Structurer ses nomenclatures, fiabiliser ses références matières et fournisseurs, documenter les composants remplaçables, clarifier la responsabilité des données produit et suivre l’évolution de l’acte sectoriel mobilier.

Sources principales

  • Commission européenne — Digital Product Passport et calendrier ESPR.
  • Commission européenne — mise en service du Digital Product Passport Registry, 20 juillet 2026.
  • Règlement (UE) 2024/1781 relatif à l’écoconception pour des produits durables.
  • ESPR Preparatory Study & Impact Assessment Study for Furniture — calendrier et consultations 2026-2028.
  • CORDIS / Commission européenne — projet Cir4Fun.
  • Cir4Fun — développement du Furniture Digital Product Passport, juillet 2026.
  • European Furniture Industries Confederation — contribution à l’étude ESPR mobilier, juillet 2026.
  • Joint Research Centre — analyse des produits prioritaires ESPR et données relatives aux déchets de mobilier.
  • Commission européenne — réglementation EUDR et mise à jour de juillet 2026.
  • Commission européenne — relations commerciales Union européenne–Maroc.

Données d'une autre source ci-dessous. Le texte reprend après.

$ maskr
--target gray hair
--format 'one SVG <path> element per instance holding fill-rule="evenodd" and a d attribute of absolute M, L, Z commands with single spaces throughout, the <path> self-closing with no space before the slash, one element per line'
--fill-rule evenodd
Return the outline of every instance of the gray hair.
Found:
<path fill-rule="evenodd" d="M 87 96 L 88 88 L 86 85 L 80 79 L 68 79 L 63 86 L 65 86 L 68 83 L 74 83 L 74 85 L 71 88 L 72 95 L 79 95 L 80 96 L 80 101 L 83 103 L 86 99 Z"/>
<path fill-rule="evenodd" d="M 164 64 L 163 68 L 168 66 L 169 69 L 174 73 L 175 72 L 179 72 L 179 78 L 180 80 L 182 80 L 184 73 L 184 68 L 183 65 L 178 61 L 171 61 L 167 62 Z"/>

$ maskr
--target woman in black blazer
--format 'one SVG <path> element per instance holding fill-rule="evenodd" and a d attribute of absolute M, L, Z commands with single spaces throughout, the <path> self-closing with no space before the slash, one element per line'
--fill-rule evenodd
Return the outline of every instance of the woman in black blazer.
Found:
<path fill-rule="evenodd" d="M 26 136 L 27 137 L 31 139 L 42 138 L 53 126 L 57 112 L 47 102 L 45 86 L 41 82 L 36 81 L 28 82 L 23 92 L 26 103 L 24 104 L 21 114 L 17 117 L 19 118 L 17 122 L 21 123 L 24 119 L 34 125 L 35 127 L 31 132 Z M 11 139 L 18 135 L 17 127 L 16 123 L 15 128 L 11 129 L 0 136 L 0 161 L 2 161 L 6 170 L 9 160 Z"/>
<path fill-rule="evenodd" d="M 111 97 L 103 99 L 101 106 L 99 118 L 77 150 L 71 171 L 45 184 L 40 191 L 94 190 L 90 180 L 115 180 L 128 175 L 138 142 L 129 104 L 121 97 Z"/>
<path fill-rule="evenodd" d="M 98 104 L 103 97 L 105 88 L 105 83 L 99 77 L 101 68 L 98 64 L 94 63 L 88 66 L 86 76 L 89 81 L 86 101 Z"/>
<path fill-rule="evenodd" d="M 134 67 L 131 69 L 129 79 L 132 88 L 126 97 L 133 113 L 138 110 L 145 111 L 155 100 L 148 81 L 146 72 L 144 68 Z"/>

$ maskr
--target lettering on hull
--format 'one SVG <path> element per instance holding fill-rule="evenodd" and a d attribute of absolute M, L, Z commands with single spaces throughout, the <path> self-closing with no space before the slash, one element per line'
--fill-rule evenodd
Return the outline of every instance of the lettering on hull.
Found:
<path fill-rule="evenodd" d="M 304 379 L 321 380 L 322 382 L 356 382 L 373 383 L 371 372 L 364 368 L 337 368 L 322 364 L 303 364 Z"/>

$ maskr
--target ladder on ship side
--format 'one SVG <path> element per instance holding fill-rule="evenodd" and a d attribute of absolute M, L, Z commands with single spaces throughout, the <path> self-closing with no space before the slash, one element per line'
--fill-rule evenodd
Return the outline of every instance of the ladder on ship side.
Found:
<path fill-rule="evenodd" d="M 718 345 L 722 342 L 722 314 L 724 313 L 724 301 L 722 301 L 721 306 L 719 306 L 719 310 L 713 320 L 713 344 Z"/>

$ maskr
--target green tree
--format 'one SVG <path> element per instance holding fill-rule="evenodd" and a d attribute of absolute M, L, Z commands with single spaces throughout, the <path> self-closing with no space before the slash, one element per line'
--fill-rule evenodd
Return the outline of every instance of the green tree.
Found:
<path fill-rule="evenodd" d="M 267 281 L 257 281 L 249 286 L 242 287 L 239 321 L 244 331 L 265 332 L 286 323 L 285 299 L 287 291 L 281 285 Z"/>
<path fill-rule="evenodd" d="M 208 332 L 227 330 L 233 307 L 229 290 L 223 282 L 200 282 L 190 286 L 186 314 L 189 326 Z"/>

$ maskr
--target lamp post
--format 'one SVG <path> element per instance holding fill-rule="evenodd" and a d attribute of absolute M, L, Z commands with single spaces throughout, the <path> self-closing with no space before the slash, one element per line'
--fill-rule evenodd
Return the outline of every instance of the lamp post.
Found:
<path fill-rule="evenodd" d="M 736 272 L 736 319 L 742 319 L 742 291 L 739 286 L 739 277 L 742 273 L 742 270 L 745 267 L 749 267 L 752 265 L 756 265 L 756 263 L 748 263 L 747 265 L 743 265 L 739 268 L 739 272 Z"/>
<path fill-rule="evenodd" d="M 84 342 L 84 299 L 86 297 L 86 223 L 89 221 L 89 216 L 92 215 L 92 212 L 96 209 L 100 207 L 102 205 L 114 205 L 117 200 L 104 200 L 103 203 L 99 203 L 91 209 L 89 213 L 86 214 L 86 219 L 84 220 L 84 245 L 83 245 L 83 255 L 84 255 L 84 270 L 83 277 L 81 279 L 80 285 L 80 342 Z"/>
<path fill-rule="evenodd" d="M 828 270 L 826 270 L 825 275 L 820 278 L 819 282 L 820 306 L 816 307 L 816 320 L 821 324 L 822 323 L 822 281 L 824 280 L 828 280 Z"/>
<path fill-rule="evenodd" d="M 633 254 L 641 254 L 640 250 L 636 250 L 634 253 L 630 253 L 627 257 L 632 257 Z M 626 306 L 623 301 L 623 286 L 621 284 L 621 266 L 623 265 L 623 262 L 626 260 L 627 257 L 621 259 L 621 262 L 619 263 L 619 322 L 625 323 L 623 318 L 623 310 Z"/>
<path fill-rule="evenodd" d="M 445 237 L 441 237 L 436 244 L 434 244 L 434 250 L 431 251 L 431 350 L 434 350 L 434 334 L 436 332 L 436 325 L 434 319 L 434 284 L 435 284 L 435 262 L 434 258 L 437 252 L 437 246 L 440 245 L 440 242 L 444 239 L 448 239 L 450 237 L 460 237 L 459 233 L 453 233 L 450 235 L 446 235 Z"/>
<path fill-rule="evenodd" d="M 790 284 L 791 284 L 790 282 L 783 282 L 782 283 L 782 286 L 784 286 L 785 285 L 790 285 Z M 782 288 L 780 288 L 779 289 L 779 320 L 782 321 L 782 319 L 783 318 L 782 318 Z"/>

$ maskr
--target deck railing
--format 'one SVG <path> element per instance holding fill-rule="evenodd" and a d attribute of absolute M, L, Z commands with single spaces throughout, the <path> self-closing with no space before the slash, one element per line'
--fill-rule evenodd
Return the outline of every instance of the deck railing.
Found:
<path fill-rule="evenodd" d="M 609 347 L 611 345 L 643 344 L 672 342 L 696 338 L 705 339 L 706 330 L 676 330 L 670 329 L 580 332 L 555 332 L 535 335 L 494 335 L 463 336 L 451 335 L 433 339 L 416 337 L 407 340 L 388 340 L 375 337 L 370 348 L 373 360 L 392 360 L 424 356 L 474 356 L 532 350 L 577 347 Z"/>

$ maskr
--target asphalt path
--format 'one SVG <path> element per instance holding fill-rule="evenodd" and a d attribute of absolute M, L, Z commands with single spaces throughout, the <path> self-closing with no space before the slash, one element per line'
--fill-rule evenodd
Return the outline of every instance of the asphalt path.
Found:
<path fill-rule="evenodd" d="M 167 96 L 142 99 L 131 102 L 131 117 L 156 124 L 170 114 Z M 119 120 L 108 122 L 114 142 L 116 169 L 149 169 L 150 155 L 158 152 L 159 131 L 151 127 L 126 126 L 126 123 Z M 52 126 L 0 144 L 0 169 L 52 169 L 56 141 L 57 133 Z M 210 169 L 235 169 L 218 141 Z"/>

Note éditoriale : le contenu définitif du futur passeport numérique du mobilier n’est pas encore fixé. Les exemples d’informations présentés dans cet article décrivent le cadre ESPR et les expérimentations actuellement menées dans le secteur et ne doivent pas être interprétés comme la liste définitive des futures obligations réglementaires.